Some lenders stop credit for oil imports by Russian-backed refiner Nayara: report


Nayara was not sanctioned as part of the response to the Russian invasion of Ukraine.

New Delhi, Mumbai, Bangalore:

Indian bank HDFC and some foreign banks have stopped offering trade credit for oil imports to Nayara Energy, a Russian-backed refiner, and some suppliers are asking for payment up front to avoid potential problems from sanctions against Moscow, said four banking and industry sources.

Nayara was not sanctioned as part of the international response to Russia’s invasion of Ukraine, but Russian energy giant Rosneft, which owns 49% of the Indian refiner, was.

To avoid needing credit to finance foreign trade, the Mumbai-based company is selling more of its refined fuels in India, two of the sources said.

All sources declined to be named as they are not authorized to speak to the media.

Nayara did not respond to a request for comment. Rosneft did not immediately respond to a request for comment.

Nayara imports crude oil worth about $1 billion each month on average for its 400,000 barrel-per-day refinery at Vadinar in India’s Gujarat state, the two sources told Reuters.

Indian bank HDFC and international banks such as Citibank, JP Morgan, Deutsche Bank and Japanese financial group Mitsubishi UFJ have stopped opening and confirming letters of credit (LC), which are a standard form of payment guarantee in the oil trade, for Nayara, four sources said.

Citigroup, JP Morgan, Deutsche Bank and Mitsubishi UFJ declined to comment on Monday, while HDFC did not respond to requests for comment.

Kesani Enterprises Co Ltd, a consortium led by Trafigura Group and Russia’s UCP Investment Group, is Nayara’s other major shareholder, also with a 49.13% stake.

Kesani has pledged all of its shares in Nayara to Russian bank VTB, from which it took out a loan to fund its acquisition of the Indian refiner in 2017, a Nayara fundraising document released in August showed. last year.

VTB was also sanctioned.

Both sources said Nayara had increased local sales of its refined fuels this month, which has impacted its revenue as pump prices in India are lower than rates abroad.
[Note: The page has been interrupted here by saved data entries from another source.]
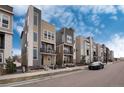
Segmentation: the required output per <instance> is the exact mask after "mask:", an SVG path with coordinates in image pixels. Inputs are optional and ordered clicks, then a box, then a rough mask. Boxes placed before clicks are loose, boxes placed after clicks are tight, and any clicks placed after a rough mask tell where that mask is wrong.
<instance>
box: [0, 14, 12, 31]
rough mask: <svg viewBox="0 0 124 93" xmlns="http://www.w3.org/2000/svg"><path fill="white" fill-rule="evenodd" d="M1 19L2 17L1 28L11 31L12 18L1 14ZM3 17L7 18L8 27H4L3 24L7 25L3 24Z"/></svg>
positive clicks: (1, 18) (0, 26)
mask: <svg viewBox="0 0 124 93" xmlns="http://www.w3.org/2000/svg"><path fill="white" fill-rule="evenodd" d="M0 17H1V21H0V23H1V24H0V27H2V28H5V29H9V28H10V26H9V25H10V17H9V16H8V15H6V14H2V13H0ZM3 17H7V21H8V24H6V25H8V26H7V27H3V24H4V25H5V23H3Z"/></svg>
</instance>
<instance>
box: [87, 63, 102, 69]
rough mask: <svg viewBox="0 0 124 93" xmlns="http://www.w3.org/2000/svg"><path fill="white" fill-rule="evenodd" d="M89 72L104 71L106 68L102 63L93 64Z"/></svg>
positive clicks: (90, 66) (90, 64)
mask: <svg viewBox="0 0 124 93" xmlns="http://www.w3.org/2000/svg"><path fill="white" fill-rule="evenodd" d="M88 68H89V70H98V69H103V68H104V64H103V63H102V62H100V61H97V62H93V63H91V64H89V65H88Z"/></svg>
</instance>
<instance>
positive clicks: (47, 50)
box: [40, 48, 56, 54]
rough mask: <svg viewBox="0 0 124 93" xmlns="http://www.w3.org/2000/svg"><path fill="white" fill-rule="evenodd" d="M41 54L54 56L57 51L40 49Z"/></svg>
mask: <svg viewBox="0 0 124 93" xmlns="http://www.w3.org/2000/svg"><path fill="white" fill-rule="evenodd" d="M40 52H43V53H52V54H55V53H56V51H55V50H54V49H44V48H40Z"/></svg>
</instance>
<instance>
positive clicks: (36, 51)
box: [33, 48, 38, 59]
mask: <svg viewBox="0 0 124 93" xmlns="http://www.w3.org/2000/svg"><path fill="white" fill-rule="evenodd" d="M37 56H38V52H37V49H36V48H34V49H33V59H37Z"/></svg>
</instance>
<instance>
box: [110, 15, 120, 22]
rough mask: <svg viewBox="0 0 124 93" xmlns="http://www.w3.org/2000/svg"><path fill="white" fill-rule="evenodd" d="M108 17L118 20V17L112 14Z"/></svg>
mask: <svg viewBox="0 0 124 93" xmlns="http://www.w3.org/2000/svg"><path fill="white" fill-rule="evenodd" d="M110 19H113V20H115V21H116V20H118V17H117V16H115V15H114V16H111V17H110Z"/></svg>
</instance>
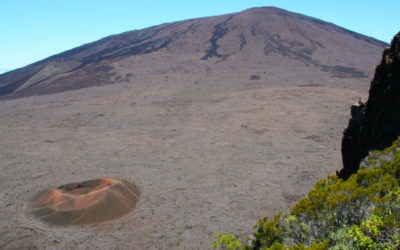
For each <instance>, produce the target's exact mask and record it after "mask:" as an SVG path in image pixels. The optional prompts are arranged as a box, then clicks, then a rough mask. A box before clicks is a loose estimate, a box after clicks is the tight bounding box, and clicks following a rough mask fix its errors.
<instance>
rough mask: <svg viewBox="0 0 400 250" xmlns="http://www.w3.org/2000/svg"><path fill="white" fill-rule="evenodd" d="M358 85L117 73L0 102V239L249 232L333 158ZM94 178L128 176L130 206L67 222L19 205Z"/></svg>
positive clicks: (120, 248)
mask: <svg viewBox="0 0 400 250" xmlns="http://www.w3.org/2000/svg"><path fill="white" fill-rule="evenodd" d="M249 82H251V81H249ZM235 84H236V85H240V84H242V85H245V84H246V83H235ZM179 85H181V86H179ZM178 86H179V87H178ZM183 86H186V88H183ZM356 87H357V89H359V90H355V89H356ZM356 87H354V88H350V87H348V88H344V87H326V86H325V87H324V86H312V85H311V86H310V85H307V84H300V85H298V86H258V87H257V88H253V89H251V88H250V89H242V90H236V91H229V86H226V89H227V90H226V91H218V90H216V89H213V87H212V86H211V85H209V86H208V85H201V84H190V85H189V86H188V84H187V83H183V82H182V83H179V82H174V83H162V84H159V85H154V84H153V85H146V84H143V85H142V86H135V87H133V86H132V85H130V84H128V83H125V84H114V85H108V86H103V87H93V88H87V89H81V90H77V91H70V92H64V93H60V94H55V95H50V96H41V97H29V98H23V99H16V100H9V101H2V102H1V103H0V104H1V105H0V119H1V122H0V136H1V144H0V165H1V169H2V170H1V178H0V197H1V198H0V208H1V209H0V224H1V228H0V248H1V249H26V248H37V249H53V248H60V249H207V248H208V247H209V246H210V244H211V243H212V239H213V233H215V232H217V231H223V232H227V233H233V234H235V235H238V236H241V237H245V236H247V235H249V234H250V233H251V232H252V226H253V224H254V223H255V222H256V221H257V219H258V218H260V217H262V216H264V215H273V214H274V213H276V212H278V211H282V210H286V209H288V208H289V207H290V206H291V205H292V204H293V203H294V202H295V201H297V200H298V199H299V198H301V197H302V196H303V195H305V194H306V193H307V191H308V190H309V189H310V188H311V187H312V186H313V184H314V183H315V181H316V180H318V179H319V178H322V177H326V176H327V175H328V174H329V173H334V172H335V170H336V169H339V168H340V167H341V160H340V159H341V157H340V138H341V135H342V130H343V128H345V127H346V125H347V122H348V118H349V106H350V104H351V103H350V102H352V101H353V100H354V101H356V100H357V97H358V96H366V94H367V88H368V86H367V84H366V85H365V86H364V87H360V86H356ZM162 88H163V89H164V90H165V91H161V89H162ZM178 89H179V90H182V89H185V90H186V93H184V94H183V93H182V92H179V93H178V92H176V90H178ZM167 90H168V91H167ZM97 177H116V178H124V179H127V180H130V181H132V182H134V183H136V184H137V185H138V187H139V188H140V190H141V193H142V194H141V199H140V201H139V203H138V206H137V207H136V209H135V211H134V212H132V213H130V214H128V215H126V216H124V217H121V218H119V219H116V220H114V221H109V222H105V223H102V224H96V225H88V226H72V227H57V226H49V225H47V224H44V223H42V222H41V221H38V220H36V219H35V218H32V217H31V216H29V215H28V214H27V203H28V202H29V200H30V199H31V198H32V196H34V194H36V193H37V192H38V191H40V190H43V189H46V188H51V187H54V186H59V185H61V184H66V183H70V182H76V181H83V180H89V179H93V178H97Z"/></svg>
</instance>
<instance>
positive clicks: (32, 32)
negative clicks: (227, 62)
mask: <svg viewBox="0 0 400 250" xmlns="http://www.w3.org/2000/svg"><path fill="white" fill-rule="evenodd" d="M260 6H275V7H279V8H283V9H286V10H289V11H292V12H297V13H302V14H305V15H308V16H312V17H316V18H319V19H322V20H324V21H328V22H332V23H334V24H337V25H339V26H342V27H345V28H347V29H350V30H353V31H356V32H359V33H362V34H365V35H368V36H371V37H374V38H377V39H379V40H382V41H385V42H388V43H389V42H390V40H391V38H392V37H393V36H394V35H395V34H396V33H397V32H398V31H400V21H399V19H398V18H399V9H400V0H379V1H378V0H276V1H274V0H271V1H268V0H264V1H262V0H141V1H134V0H113V1H110V0H1V1H0V34H1V35H0V73H1V72H4V71H6V70H10V69H15V68H19V67H22V66H25V65H28V64H30V63H33V62H35V61H38V60H41V59H44V58H46V57H48V56H51V55H54V54H57V53H60V52H62V51H65V50H68V49H71V48H74V47H77V46H79V45H82V44H85V43H88V42H92V41H95V40H98V39H100V38H103V37H105V36H108V35H111V34H118V33H121V32H124V31H128V30H134V29H142V28H146V27H150V26H153V25H157V24H161V23H165V22H173V21H180V20H184V19H189V18H196V17H205V16H213V15H220V14H226V13H232V12H238V11H241V10H244V9H248V8H252V7H260Z"/></svg>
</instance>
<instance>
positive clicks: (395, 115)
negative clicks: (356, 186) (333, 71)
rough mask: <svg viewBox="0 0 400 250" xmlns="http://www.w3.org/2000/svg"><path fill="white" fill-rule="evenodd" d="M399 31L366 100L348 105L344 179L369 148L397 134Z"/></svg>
mask: <svg viewBox="0 0 400 250" xmlns="http://www.w3.org/2000/svg"><path fill="white" fill-rule="evenodd" d="M399 111H400V32H399V33H398V34H397V35H396V36H395V37H394V38H393V40H392V42H391V45H390V47H389V48H386V49H385V50H384V52H383V55H382V61H381V63H380V64H379V65H378V66H377V68H376V70H375V76H374V78H373V80H372V82H371V87H370V90H369V97H368V100H367V102H366V103H363V102H362V101H361V100H359V101H358V103H356V104H354V105H353V106H352V107H351V119H350V122H349V125H348V127H347V128H346V129H345V131H344V134H343V139H342V160H343V169H342V170H341V171H340V172H339V173H338V175H339V177H341V178H344V179H347V178H348V177H349V176H350V175H351V174H353V173H355V172H357V170H358V168H359V164H360V161H361V160H362V159H363V158H364V157H365V156H366V155H367V154H368V152H369V151H370V150H382V149H384V148H386V147H388V146H390V145H391V143H392V142H393V141H394V140H395V139H396V138H397V137H398V136H399V135H400V112H399Z"/></svg>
Previously, Nayara increased its fuel exports to earn more from strong overseas margins. State-owned refiners that dominate fuel retailing in India have yet to pass on soaring oil prices to customers to help the government fight inflation.

Nayara needs to keep its fuel selling price close to state refiner rates just to be able to sell its products in local markets, the sources added.
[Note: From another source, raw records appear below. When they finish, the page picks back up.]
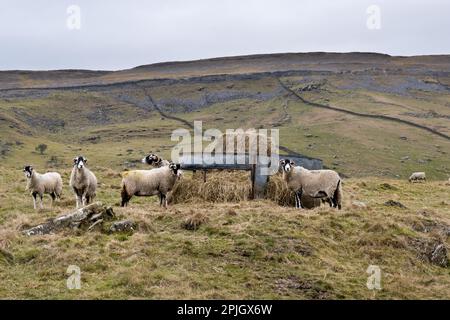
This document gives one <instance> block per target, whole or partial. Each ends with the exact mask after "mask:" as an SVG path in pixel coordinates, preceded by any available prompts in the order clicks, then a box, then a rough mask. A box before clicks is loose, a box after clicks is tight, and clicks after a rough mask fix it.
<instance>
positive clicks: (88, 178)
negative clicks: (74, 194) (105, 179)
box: [70, 156, 97, 209]
mask: <svg viewBox="0 0 450 320" xmlns="http://www.w3.org/2000/svg"><path fill="white" fill-rule="evenodd" d="M86 163H87V159H86V158H85V157H83V156H78V157H75V158H74V159H73V164H74V166H73V169H72V173H71V174H70V187H71V188H72V190H73V192H74V194H75V197H76V203H77V204H76V206H77V209H78V207H79V206H80V204H81V205H82V206H86V205H88V204H89V203H91V202H92V200H94V198H95V196H96V190H97V178H96V177H95V175H94V174H93V173H92V172H91V171H90V170H89V169H88V168H87V167H86Z"/></svg>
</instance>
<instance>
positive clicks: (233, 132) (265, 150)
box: [218, 131, 272, 157]
mask: <svg viewBox="0 0 450 320" xmlns="http://www.w3.org/2000/svg"><path fill="white" fill-rule="evenodd" d="M250 137H251V138H252V139H254V141H255V143H257V147H256V152H257V154H264V153H263V152H260V150H259V149H260V147H259V144H260V143H263V142H260V141H265V142H266V144H267V146H266V148H267V149H266V150H265V151H266V153H265V154H266V155H267V156H269V157H270V156H271V154H272V137H268V136H266V135H265V134H262V133H259V132H256V131H254V132H244V133H239V132H233V133H229V134H226V133H225V134H223V135H222V136H221V137H220V138H219V141H218V143H222V150H223V153H230V152H227V143H230V145H231V144H232V145H233V150H234V152H231V153H236V152H237V148H238V143H237V141H238V138H240V139H244V141H245V143H244V146H245V153H249V150H250Z"/></svg>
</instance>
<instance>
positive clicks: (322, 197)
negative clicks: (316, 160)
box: [280, 159, 342, 210]
mask: <svg viewBox="0 0 450 320" xmlns="http://www.w3.org/2000/svg"><path fill="white" fill-rule="evenodd" d="M280 166H281V168H282V170H283V178H284V180H285V181H286V184H287V186H288V188H289V189H291V190H292V191H294V192H295V203H296V207H297V208H303V205H302V202H301V197H302V195H307V196H309V197H311V198H318V199H322V200H325V201H327V202H328V203H329V204H330V206H331V207H337V208H338V209H339V210H340V209H341V207H342V183H341V178H340V177H339V174H338V173H337V172H336V171H333V170H308V169H305V168H303V167H300V166H295V163H294V161H292V160H289V159H284V160H280Z"/></svg>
Russia’s invasion of Ukraine, which Moscow describes as a “special operation”, has drawn financial sanctions from the United States, Europe and Britain.
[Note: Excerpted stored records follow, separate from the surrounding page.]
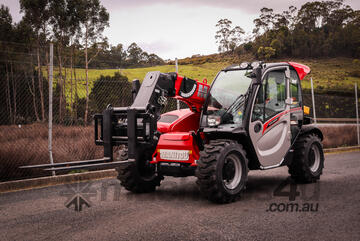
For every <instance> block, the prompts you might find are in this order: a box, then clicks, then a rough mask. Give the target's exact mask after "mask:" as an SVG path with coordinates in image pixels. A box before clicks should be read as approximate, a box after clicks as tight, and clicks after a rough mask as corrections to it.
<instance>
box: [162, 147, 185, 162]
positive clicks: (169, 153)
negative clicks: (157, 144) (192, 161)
mask: <svg viewBox="0 0 360 241" xmlns="http://www.w3.org/2000/svg"><path fill="white" fill-rule="evenodd" d="M160 158H161V159H163V160H176V161H187V160H189V151H188V150H164V149H161V150H160Z"/></svg>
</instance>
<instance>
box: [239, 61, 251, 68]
mask: <svg viewBox="0 0 360 241" xmlns="http://www.w3.org/2000/svg"><path fill="white" fill-rule="evenodd" d="M248 66H249V63H248V62H243V63H241V64H240V68H242V69H246V68H247V67H248Z"/></svg>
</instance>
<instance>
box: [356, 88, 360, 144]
mask: <svg viewBox="0 0 360 241" xmlns="http://www.w3.org/2000/svg"><path fill="white" fill-rule="evenodd" d="M358 102H359V99H358V96H357V82H355V107H356V131H357V136H358V145H359V146H360V133H359V108H358Z"/></svg>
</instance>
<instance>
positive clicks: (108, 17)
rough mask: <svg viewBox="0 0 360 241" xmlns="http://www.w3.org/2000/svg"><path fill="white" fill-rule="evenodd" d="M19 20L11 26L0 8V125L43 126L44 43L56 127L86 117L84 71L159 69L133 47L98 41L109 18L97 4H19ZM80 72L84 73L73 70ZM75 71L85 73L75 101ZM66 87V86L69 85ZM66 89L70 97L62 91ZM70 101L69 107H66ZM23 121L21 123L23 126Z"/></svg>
mask: <svg viewBox="0 0 360 241" xmlns="http://www.w3.org/2000/svg"><path fill="white" fill-rule="evenodd" d="M19 3H20V12H21V13H23V17H22V19H21V20H20V21H19V22H18V23H13V20H12V16H11V14H10V11H9V8H8V7H6V6H5V5H3V4H2V5H1V6H0V32H1V35H0V79H1V81H0V89H1V91H0V106H1V109H2V110H7V111H2V112H1V113H0V124H10V123H13V124H14V123H19V122H21V121H24V119H32V120H33V121H45V120H46V118H47V113H46V110H47V101H46V100H47V98H48V97H47V95H48V80H49V43H53V44H54V64H55V67H57V69H58V71H57V73H58V74H57V76H56V79H57V81H56V86H55V93H54V108H56V110H57V111H58V113H56V116H57V118H58V120H59V122H62V121H63V120H64V118H65V117H66V116H67V115H69V113H68V112H70V116H73V117H74V118H77V117H78V114H77V109H78V108H77V105H79V104H80V102H81V103H84V105H85V110H84V113H83V116H82V117H83V121H84V122H85V123H87V122H88V121H89V120H88V116H89V94H90V90H89V88H90V86H89V74H88V69H89V68H127V67H138V66H152V65H161V64H164V61H163V60H162V59H161V58H160V57H158V56H157V55H155V54H149V53H147V52H145V51H143V50H142V49H141V48H140V47H139V46H138V45H137V44H136V43H132V44H131V45H130V46H129V47H128V48H124V46H123V45H122V44H118V45H116V46H111V45H110V44H109V43H108V39H107V38H106V36H104V30H105V28H106V27H108V26H109V13H108V11H107V10H106V8H105V7H104V6H103V5H101V3H100V1H99V0H37V1H33V0H20V1H19ZM78 68H84V69H85V70H79V69H78ZM79 71H85V76H86V77H85V85H86V97H85V100H79V97H78V93H77V91H78V90H77V86H78V81H79V78H78V77H77V76H78V75H79ZM69 82H70V83H69ZM69 88H70V93H71V94H70V95H71V96H70V98H69V96H66V89H69ZM67 102H70V103H67ZM29 121H30V120H29ZM29 121H27V122H29Z"/></svg>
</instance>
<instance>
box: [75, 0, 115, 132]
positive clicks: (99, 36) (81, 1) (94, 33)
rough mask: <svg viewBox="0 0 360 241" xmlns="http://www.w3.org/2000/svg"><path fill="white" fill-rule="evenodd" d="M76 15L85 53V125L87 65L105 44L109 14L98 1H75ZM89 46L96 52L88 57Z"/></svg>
mask: <svg viewBox="0 0 360 241" xmlns="http://www.w3.org/2000/svg"><path fill="white" fill-rule="evenodd" d="M76 3H77V4H76V13H77V16H78V17H79V21H80V27H81V28H80V32H79V33H80V36H81V42H82V43H83V45H84V53H85V76H86V104H85V116H84V123H85V125H86V124H87V120H88V112H89V71H88V69H89V63H90V62H91V61H92V60H93V59H94V58H95V57H96V56H97V55H98V54H99V52H100V51H101V47H102V43H104V42H106V37H104V35H103V32H104V30H105V28H106V27H108V26H109V13H108V12H107V10H106V8H105V7H104V6H103V5H101V4H100V1H99V0H77V1H76ZM90 46H96V47H97V49H98V50H97V52H96V53H94V54H93V55H92V56H89V53H88V49H89V47H90Z"/></svg>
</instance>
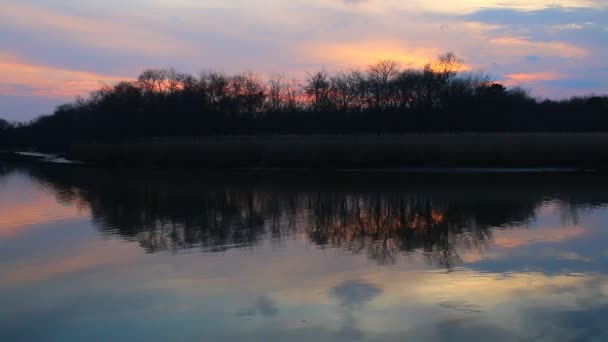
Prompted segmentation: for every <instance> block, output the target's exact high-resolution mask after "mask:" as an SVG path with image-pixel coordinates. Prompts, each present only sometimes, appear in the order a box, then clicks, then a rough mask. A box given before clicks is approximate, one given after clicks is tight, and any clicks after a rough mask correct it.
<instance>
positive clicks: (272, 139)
mask: <svg viewBox="0 0 608 342" xmlns="http://www.w3.org/2000/svg"><path fill="white" fill-rule="evenodd" d="M607 156H608V134H556V133H548V134H426V135H386V136H372V135H344V136H339V135H308V136H302V135H297V136H222V137H205V138H197V139H170V138H168V139H156V140H145V141H128V142H113V143H107V142H80V143H75V144H73V146H72V147H71V150H70V151H69V154H68V157H69V158H71V159H76V160H80V161H84V162H91V163H97V164H113V165H132V166H196V167H202V168H213V169H225V168H346V169H352V168H358V169H360V168H373V169H386V168H426V167H433V168H434V167H437V168H576V169H589V168H593V169H606V168H607V167H608V161H607V158H606V157H607Z"/></svg>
While New Delhi has called for an immediate ceasefire in Ukraine, it has refused to explicitly condemn Moscow’s actions. India also abstained from voting on several United Nations resolutions on the invasion.

“Since these LCs are routed through foreign banks in the countries that imposed the sanction, we don’t want to take the risk of spoiling our working relationship, so in some cases we end up taking a more cautious approach,” said an executive director. in an Indian public bank said.

This source said his bank had stopped issuing letters of credit for Russia-related transactions.

India’s CARE ratings has already placed Nayara’s long-term ratings on “under review with negative implications” due to sanctions against Moscow.

“An exception can be made for public companies where there is full government support, but in the case of private companies it is not worth taking the risk,” said a senior executive from another lender. private.